With most compilers, you don't care very much about what is generated downstream. As long as it follows the semantics of the source language it's effectively a big lump of bits. But if you're going to generate JavaScript for the browser, this ignorance is hard to live with. Debugging environments are getting pretty nifty these days, but they are all in terms of the HTML/CSS/JavaScript triad. So it's important that you understand how your input language translates to its executable target.

This constraint has a big effect upon the source language. You need to ensure that the output corresponds very clearly to the source. When I write this CoffeeScript

$(window).on 'touchTap', (event) ->
  window.touchPanel.tap(event)

I can easily recognize the resulting JavaScript in my browser debugger

$(window).on('touchTap', function(event) {
  return window.touchPanel.tap(event);
});

This remains true even for more complicated bits of CoffeeScript's transformation, such as turning

runSetupBuild: (slide, positionClass) ->
  switch positionClass
    when 'current', 'next'
      @buildsFor(slide)?.setupBuild?.forwards()
      # ...

into

Infodeck.prototype.runSetupBuild = function(slide, positionClass) {
  var _ref, _ref1, _ref2, _ref3;
  switch (positionClass) {
    case 'current':
    case 'next':
      return (_ref = this.buildsFor(slide)) != null ? 
           (_ref1 = _ref.setupBuild) != null ? _ref1.forwards() : void 0 
           : void 0;
    /* ... */

There's a lot going on in that transformation - but still the correspondence is pretty clear. If I need to debug in that code, I can easily see how it matches up to the source CoffeeScript. This is the essence of what makes the compilation process transparent - the intention that you will work in the output language 2.

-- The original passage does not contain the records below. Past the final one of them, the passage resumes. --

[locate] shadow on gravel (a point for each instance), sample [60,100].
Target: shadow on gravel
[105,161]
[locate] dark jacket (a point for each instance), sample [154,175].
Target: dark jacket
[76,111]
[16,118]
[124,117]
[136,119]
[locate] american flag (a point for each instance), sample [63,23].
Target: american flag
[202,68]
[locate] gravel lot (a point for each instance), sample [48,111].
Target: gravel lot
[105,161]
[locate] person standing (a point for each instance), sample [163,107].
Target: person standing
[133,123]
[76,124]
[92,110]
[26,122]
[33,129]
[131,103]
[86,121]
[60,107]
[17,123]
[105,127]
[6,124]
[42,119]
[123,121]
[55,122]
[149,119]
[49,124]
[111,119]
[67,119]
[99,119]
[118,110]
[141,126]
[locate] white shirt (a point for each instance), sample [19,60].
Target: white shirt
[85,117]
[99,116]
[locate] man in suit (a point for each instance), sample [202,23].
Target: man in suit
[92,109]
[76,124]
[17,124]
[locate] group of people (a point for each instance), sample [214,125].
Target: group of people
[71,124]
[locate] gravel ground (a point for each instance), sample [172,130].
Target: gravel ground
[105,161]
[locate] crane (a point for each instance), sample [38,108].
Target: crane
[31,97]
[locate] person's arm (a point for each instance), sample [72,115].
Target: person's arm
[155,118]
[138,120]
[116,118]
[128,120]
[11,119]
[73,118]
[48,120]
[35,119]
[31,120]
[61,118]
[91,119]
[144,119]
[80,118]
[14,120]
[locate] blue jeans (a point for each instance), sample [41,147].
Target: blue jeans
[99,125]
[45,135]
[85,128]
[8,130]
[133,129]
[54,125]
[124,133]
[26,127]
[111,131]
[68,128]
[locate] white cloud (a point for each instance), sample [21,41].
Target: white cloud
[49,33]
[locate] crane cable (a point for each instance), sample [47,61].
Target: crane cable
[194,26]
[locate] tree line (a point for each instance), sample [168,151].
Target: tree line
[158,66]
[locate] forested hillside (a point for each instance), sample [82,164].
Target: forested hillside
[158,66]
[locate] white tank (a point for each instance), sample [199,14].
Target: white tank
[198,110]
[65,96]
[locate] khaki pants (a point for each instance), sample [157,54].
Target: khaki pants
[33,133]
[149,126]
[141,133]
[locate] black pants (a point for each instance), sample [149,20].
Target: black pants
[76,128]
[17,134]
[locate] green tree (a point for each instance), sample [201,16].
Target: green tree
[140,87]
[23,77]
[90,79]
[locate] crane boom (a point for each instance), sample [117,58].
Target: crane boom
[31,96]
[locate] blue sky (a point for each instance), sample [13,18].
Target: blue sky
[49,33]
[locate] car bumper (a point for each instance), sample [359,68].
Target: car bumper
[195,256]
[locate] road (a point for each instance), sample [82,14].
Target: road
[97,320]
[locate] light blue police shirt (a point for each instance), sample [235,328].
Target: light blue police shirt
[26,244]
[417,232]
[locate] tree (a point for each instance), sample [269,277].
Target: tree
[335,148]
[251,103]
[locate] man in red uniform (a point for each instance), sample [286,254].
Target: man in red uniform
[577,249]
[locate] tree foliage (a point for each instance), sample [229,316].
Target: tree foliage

2: Even with opaque compilation there are cases when people study the outputs. Occasionally there are odd behaviors or bugs that do require you to dig into the compiler outputs. Some programmers like to understand what the compiler is doing, although that's got less common as compilers and virtual machines get more sophisticated. But such activity is an exception.

In contrast, there are source-to-source compilers that don't expect you to work in the output language, or see visibility of the output language as an unfortunate temporary mechanism. These can still be useful, and you see them in the javascript world with languages like Dart, GWT, and ClojureScript. It's this difference in intention which is what separates the transparent style of transpilation from the more common approach. 3

3: It's interesting to see whether the development of sourcemaps will shift languages like coffeescript away from transparency.

The fact that you have to work at keeping the compilation transparent puts limits on what you can do in the source language. You don't have the degree of freedom in your language constructs that you get with a more unconstrained form of compilation. You have to follow the basic semantics of the target language, and keep to much the same program structure. These constraints haven't been widely talked about as a feature of language design.

CoffeeScript illustrates that despite these constraints you can get a considerable difference in syntax between source and target languages. CoffeeScript feels much more like Python in syntax than the C-like JavaScript. Such syntactic variation isn't always the case, indeed there is an important subset of transparent compilation languages that strive to be a superset of the target language. SCSS and TypeScript fit into this category - any CSS expression is valid in SCSS. Using a superset language makes the correspondence even clearer and I feel works well for CSS where CSS's syntax works well but the language misses some handy features.

Some say there's little point in using transparent compilation - if you have to understand the target code for debugging, what's the value in using a different source? For me, the value lies in a couple of directions. First off it's a way of getting useful language features that are missing in the target language. SCSS gives me handy capabilities such as variables (so I can say $light-purple instead of #f8c8fe and change it in only one place should I want to tweak it).

More drastic syntax changes, such as CoffeeScript, require stronger justification. One of my colleagues put it very well after finishing a project. He's an experienced JavaScript programmer and the project wrote well-disciplined JavaScript from the beginning. As a result he was very happy with the quality of the JavaScript codebase. However he still concluded that they would have been better off working in CoffeeScript, because it's easier to understand what is going on when you're reading the CoffeeScript, even when you're debugging in the generated JavaScript code. The transformation may not look like such a big deal for small fragments, such as those I show above. But it makes a big difference once you're up to hundreds of lines of code, let alone beyond.4

Notes

3: It's interesting to see whether the development of sourcemaps will shift languages like coffeescript away from transparency.